たとえば、日本の伝統や文化への敬意が欠如している事例が多い。神社仏閣なら、神聖な場で大声で騒ぐ、鳥居で懸垂する、落書きする、庭のコケを踏みつける、そこら中にごみを捨てる、立ち入り禁止エリアに堂々と入る……と枚挙にいとまがない。こうした行為からは、日本の文化への敬意がまったく感じられない。そもそも、日本の文化について、一定程度の下調べをしてきたとも思えない。
新幹線などの車内で、ほかの人が予約している場所に大量の荷物を置く、という話もよく聞く。水洗トイレになんでも流して壊してしまう、というケースも多いらしい。また、1泊2食付きだった旅館が食事の提供をやめるケースが増えているという。伝統的な和食を出されても食べられずに残す外国人が多いそうで、そこまではまだわかるが、食べていないのに金をとるな、というクレームにつながるのだという。
いま挙げた事例は、外国人旅行者による迷惑行為の、ほんの一部にすぎない。文化的背景が異なる人たちが多方面から押し寄せれば、こうした問題は避けられないものだが、一つ指摘しておきたいのは、質の悪い外国人が増えているという点である。訪日する外国人の質を日本側が選択することはできないが、円安による割安感だけが理由で訪日する人が増えれば、外国人旅行者の質が相対的に低下するのは避けられない。
外国人観光客に応分の負担をしてもらうべき
だから、現在のインバウンドの増加は、とてもではないが手放しではよろこべない。黙っていても外国人が押し寄せる現状では、日本側も日本の魅力をいかに増し、磨き、外国人にPRするかという努力をしない。だが、そうした努力を重ねていないと、いざ円高に振れたときに、外国人からそっぽを向かれてしまう。
とりあえずいま必要なのは、外国人が日本を訪れるハードルを若干高くすることだろう。すでに東京都、大阪府、京都府、金沢市、福岡県、長崎市などは宿泊税を導入しており、今後、外国人に人気の温泉旅館が多い県や市も、本格的に導入するという。ただ、これらは日本人も外国人も等しく負担するものだ。加えて、外国人だけを対象にした課税を考えてもいいのではないだろうか。

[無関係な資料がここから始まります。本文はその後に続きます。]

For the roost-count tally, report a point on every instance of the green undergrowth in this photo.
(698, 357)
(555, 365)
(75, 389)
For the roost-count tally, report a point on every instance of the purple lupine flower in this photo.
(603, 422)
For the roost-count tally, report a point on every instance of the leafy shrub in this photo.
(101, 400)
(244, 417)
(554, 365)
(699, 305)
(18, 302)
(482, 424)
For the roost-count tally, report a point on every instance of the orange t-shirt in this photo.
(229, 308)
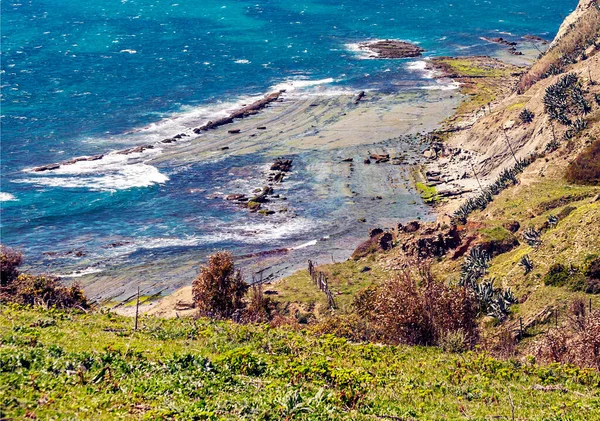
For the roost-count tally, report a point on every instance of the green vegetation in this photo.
(585, 169)
(482, 80)
(66, 365)
(428, 193)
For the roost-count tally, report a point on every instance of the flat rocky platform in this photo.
(391, 49)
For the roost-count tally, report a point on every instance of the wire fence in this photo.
(320, 280)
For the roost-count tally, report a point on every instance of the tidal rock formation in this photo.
(391, 49)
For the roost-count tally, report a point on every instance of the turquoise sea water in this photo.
(81, 78)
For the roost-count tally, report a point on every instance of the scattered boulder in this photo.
(512, 226)
(360, 96)
(374, 232)
(412, 226)
(391, 49)
(48, 167)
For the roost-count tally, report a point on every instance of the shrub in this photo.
(576, 343)
(421, 313)
(260, 308)
(526, 116)
(585, 169)
(557, 275)
(592, 266)
(454, 341)
(33, 290)
(219, 289)
(353, 327)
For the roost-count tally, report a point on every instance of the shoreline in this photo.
(166, 307)
(346, 130)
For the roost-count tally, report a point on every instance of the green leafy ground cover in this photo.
(60, 365)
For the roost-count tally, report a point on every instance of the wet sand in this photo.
(343, 199)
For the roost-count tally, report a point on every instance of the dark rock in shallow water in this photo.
(283, 165)
(137, 149)
(412, 226)
(374, 232)
(235, 197)
(360, 96)
(46, 167)
(500, 40)
(392, 49)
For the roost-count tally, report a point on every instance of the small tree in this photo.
(219, 289)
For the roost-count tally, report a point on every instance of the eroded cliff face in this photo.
(501, 126)
(579, 11)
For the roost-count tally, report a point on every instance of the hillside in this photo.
(73, 365)
(504, 289)
(486, 137)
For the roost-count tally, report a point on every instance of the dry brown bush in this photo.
(26, 289)
(585, 169)
(260, 308)
(219, 289)
(576, 343)
(404, 310)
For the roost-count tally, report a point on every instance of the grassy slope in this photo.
(92, 366)
(530, 203)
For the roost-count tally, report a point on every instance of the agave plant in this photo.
(495, 302)
(527, 264)
(506, 178)
(565, 97)
(475, 267)
(552, 146)
(526, 116)
(579, 125)
(532, 237)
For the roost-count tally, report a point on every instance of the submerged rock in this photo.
(392, 49)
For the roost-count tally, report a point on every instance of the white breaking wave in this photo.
(80, 273)
(442, 84)
(112, 172)
(304, 245)
(7, 197)
(421, 67)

たとえば、先に挙げた寺社仏閣や城をはじめ文化財や史跡などは、維持するために多額の費用がかかり、多くの場合、そこには日本国民の税金も投入されている。それを外国人にも負担してもらうのである。外国人から多く徴収するというと、外国人差別だという議論になりがちだが、それは違う。外国人にも日本の名所を訪れる以上は、その保存や維持のための費用を応分に負担してもらう、ということにすぎない。
昨年6月、兵庫県姫路市の清元秀泰市長が、「姫路城の入場料は外国人には30ドル(4,000円台)払ってもらう」と発言し、議論百出となった。結果的に、現行の1,000円を来年3月から姫路市民以外にかぎって2,500円に値上げする、という話に落ち着いたが、外国人だけ4,000円超にしてもよかったし、それがモデルケースになればなおよかったと思う。
そうすることで、観光資源の維持や管理のための費用を捻出するとともに、割安だというだけの理由で日本を訪れる外国人観光客を一定程度排除する。その結果、「訪日外客数」が減るなら、むしり好都合だ。また増やしたいなら、今度こそは日本の魅力を高め、本質を理解してもらえるPRをし、高くても日本を選ぶ観光客を増やせばいい。
簡単ではないのはわかっている。しかし、外国人観光客の質を高める努力をしないかぎり、現在のオーバーツーリズム問題が解決に向かうことはないだろう。